たった一本の絹の絃から様々な音色が醸し出されてくる。竿は桐、撥は象牙。撥は無くても爪弾きでも優しい音色が響く。
一絃琴の歴史は古く、古事記・日本書紀の時代にすでに記述がある。平安時代の「宇津保物語」は琴の伝授の物語であるし、「源氏物語」では、光源氏が琴の名手であり、琴の話がたくさん出てくる。

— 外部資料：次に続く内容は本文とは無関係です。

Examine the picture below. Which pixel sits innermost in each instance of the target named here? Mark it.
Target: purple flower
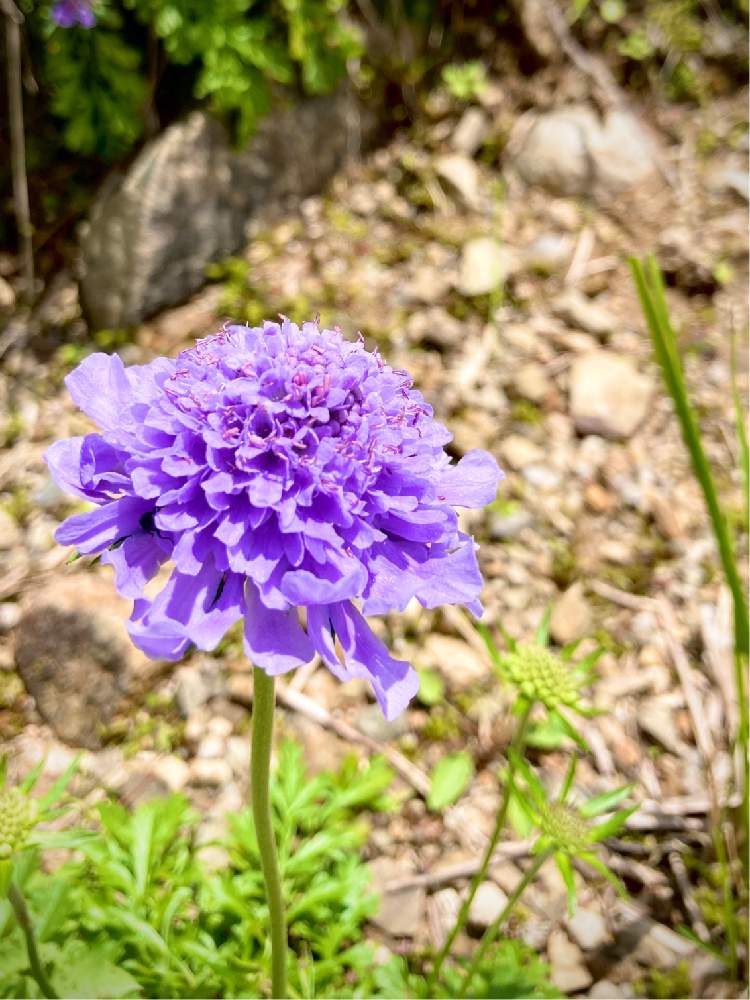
(278, 469)
(68, 13)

中世となると、民間では琵琶法師の活動がクローズアップされるが、一絃琴の文化は、公家や神官を中心に教養の一つとして伝承され、近世に入ると、国学を受容した地方豪農の素封家や幕末の勤王の志士たちの間で一絃琴の弾き語りが流行したようだ。
永川氏は、「一絃琴は、音ではなく、その余韻を味わうもの」という。本居宣長が「もののあはれ」を感ずる日本古来の精神を第一としたが、一絃琴の世界はまさに「もののあはれ」の世界である。
当夜は、「須磨」、「赤壁の譜」、神々とのかたりとしてまとめられた「カムオギ」・「まほろば」・「ミズハノメ」・「ウズノメ(タマフリ)」、「伯仙操」、「寿賀」の演目を一絃琴のさびたる音色に合わせてしみじみと朗詠された。
このお屋敷には、ぴったりと合う音色であった。永川氏には来年もまた、ここで演じてもらうことをお約束した。来年の演目は、「平家物語」の一節。

琴楽思想について熱く語られる永川氏。

台の上で演じられているが、本来は膝の上に琴を置いて演ずるものであるらしい。

演奏会終了後、永川氏を囲み、一絃琴についてあれこれ質問をする。

岡村さんが、早速チャレンジする。昔ギター少年であっただけにメロディーをすぐに奏でることができた。すごい!

龍笛を習っているなおえさんもチャレンジ。和楽の素養があるだけに様になっている。